Cone Beam Iterative Reconstruction

This example demonstrates gradient-based iterative reconstruction for 3D cone beam CT using the differentiable ConeProjectorFunction from diffct.

Overview

3D cone beam iterative reconstruction extends optimization methods to full volumetric reconstruction. This example shows how to:

  • Formulate 3D cone beam CT reconstruction as a large-scale optimization problem

  • Handle the computational complexity of 3D forward and backward projections

  • Apply memory-efficient optimization strategies for volumetric data

  • Monitor convergence in high-dimensional parameter space

Mathematical Background

3D Cone Beam Iterative Formulation

The 3D reconstruction problem is formulated as:

\[\hat{f} = \arg\min_f \|A_{\text{cone}}(f) - p\|_2^2 + \lambda R(f)\]

where: - \(f(x,y,z)\) is the unknown 3D volume - \(A_{\text{cone}}\) is the cone beam forward projection operator - \(p(\phi, u, v)\) is the measured 2D projection data - \(R(f)\) is an optional 3D regularization term

3D Forward Projection

The cone beam forward projection integrates along rays through the 3D volume:

\[p(\phi, u, v) = \int_0^{\infty} f\left(\vec{r}_s(\phi) + t \cdot \vec{d}(\phi, u, v)\right) dt\]
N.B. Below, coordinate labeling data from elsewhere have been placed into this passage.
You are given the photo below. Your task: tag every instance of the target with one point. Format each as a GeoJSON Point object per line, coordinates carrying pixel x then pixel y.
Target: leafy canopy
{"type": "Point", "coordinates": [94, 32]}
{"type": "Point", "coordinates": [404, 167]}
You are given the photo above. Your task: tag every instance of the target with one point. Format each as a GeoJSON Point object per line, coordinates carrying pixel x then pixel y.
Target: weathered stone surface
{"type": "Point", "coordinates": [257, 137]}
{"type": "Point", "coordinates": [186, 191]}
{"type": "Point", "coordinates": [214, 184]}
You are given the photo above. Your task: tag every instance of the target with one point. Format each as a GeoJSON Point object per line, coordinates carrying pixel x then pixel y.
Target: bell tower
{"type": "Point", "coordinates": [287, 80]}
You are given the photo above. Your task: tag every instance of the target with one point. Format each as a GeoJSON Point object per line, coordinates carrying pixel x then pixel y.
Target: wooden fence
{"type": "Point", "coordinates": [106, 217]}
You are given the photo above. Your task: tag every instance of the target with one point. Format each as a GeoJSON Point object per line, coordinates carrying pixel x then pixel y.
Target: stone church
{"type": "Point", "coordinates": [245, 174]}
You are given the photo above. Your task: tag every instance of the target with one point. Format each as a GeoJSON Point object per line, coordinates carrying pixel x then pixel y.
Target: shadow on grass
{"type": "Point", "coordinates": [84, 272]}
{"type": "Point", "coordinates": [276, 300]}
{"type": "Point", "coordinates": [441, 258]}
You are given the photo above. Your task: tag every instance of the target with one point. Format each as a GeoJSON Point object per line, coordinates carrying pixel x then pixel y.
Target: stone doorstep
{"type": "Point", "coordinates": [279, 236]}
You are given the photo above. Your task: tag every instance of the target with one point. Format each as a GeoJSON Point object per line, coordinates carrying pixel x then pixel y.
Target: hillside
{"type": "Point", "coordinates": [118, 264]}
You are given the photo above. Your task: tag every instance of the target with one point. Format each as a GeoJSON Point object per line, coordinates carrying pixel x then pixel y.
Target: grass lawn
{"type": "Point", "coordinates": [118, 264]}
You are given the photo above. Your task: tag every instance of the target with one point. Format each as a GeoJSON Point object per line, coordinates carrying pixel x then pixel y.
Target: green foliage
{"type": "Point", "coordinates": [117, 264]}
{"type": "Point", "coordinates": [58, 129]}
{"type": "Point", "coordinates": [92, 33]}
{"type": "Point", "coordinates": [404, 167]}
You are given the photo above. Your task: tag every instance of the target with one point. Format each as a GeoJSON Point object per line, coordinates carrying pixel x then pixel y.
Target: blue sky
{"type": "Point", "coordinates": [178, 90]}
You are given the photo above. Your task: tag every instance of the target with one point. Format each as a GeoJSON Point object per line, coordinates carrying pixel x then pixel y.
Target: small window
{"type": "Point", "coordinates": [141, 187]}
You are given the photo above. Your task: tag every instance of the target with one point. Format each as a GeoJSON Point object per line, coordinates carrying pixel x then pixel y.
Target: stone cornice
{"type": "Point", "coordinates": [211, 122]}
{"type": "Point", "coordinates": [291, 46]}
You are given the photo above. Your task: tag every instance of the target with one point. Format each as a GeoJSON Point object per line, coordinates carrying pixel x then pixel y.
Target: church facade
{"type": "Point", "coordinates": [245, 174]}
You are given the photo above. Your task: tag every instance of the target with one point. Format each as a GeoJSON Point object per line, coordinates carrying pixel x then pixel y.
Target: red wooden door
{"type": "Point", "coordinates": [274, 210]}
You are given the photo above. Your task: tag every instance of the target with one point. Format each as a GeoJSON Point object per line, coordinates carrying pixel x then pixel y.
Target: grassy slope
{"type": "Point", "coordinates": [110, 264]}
where \(\vec{r}_s(\phi)\) is the source position and \(\vec{d}(\phi, u, v)\) is the ray direction vector.

3D Gradient Computation

The gradient of the 3D loss function uses the cone beam backprojection operator:

\[\frac{\partial L}{\partial f} = 2A_{\text{cone}}^T(A_{\text{cone}}(f) - p_{\text{measured}})\]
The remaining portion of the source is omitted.